Things feel different around here these days. It’s really quiet and there are remarkably fewer dishes in the sink. Last week our dear friends were visiting from Nashville. On Friday, when it was time for them to pack up and head back to the city, they also packed up a little something extra… three additional children! Oh, my. All three of my kids were heading for a week long adventure in the big city.
This is out of the ordinary for Eric and me. (And for the kids, too!) We generally like to keep our little ones close at hand, with most of their influences coming from us and the farm. I mean, that’s kind of our personal mission: to have a strong and connected family with compassionate, capable, nature-oriented children. Sure, they have had sleepovers here and there, but a whole week? And in an urban setting with bus rides and Elvis, big libraries and public pools, candy stores and Bobby’s Dairy Dip? Not so much.

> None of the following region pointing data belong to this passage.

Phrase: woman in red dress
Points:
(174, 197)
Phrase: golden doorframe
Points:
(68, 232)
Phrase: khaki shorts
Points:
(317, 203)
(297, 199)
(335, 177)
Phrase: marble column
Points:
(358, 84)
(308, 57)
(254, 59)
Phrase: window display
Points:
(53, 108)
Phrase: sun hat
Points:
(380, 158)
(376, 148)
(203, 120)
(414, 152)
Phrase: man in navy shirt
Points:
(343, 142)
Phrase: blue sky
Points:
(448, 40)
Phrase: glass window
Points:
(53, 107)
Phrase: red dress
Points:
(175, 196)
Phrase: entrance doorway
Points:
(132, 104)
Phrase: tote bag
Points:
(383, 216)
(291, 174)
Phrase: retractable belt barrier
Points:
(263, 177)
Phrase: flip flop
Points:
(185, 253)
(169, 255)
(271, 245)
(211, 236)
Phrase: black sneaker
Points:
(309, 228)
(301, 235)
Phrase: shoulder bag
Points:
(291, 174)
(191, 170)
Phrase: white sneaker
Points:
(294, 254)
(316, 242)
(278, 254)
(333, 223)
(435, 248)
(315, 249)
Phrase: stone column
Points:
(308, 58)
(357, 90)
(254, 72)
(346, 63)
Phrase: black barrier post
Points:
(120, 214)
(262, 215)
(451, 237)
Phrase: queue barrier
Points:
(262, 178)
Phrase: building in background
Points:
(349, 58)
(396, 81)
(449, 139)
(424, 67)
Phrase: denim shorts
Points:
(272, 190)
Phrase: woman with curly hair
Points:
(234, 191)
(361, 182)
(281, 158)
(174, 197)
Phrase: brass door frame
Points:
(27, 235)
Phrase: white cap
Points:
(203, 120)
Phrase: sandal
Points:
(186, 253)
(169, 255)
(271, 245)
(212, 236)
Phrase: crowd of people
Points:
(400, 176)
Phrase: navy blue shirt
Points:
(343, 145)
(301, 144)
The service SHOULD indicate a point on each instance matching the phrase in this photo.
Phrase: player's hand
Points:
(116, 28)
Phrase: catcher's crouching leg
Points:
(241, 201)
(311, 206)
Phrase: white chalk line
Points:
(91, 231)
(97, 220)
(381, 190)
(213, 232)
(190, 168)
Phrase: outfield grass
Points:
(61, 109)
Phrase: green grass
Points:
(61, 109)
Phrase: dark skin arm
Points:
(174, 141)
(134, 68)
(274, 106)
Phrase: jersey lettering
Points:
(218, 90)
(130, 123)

As it inevitably goes, my kids are growing. Their interests are widening. As much as I want the farm to be their center of influence, and eventually the place they might choose to live and possibly even raise their own families, how will they choose this life if they never experience anything different? The sparkling allure of “other” might hang in the backs of their minds when they are adults, enticing them to get the hell off the farm. What basis of comparison will they have to decide if there is nothing to compare? I don’t know the answers. Not at all. I don’t even know the questions, as new ones seem to arise each and every day. I muddle through this parenting gig, hoping that I’m not totally screwing up.
I know how to love my children, though. I love them fiercely. But I can’t let that fierce mama bear love hinder my children’s potential or limit their opportunities. As their parent, I obviously have their best interests in mind. I wouldn’t just set them loose in the city. They have a loving and remarkable guide. (Albeit somewhat crazy for offering to host my three wild kids for an entire week! Eric says it’s the greatest sacrifice since the Crucifixion. Ha!!) It’s the letting go part of parenting that I am wrestling with now. I see, too, that there is more than just “letting go”… it’s about letting them grow into the beautiful flowers I know they will become.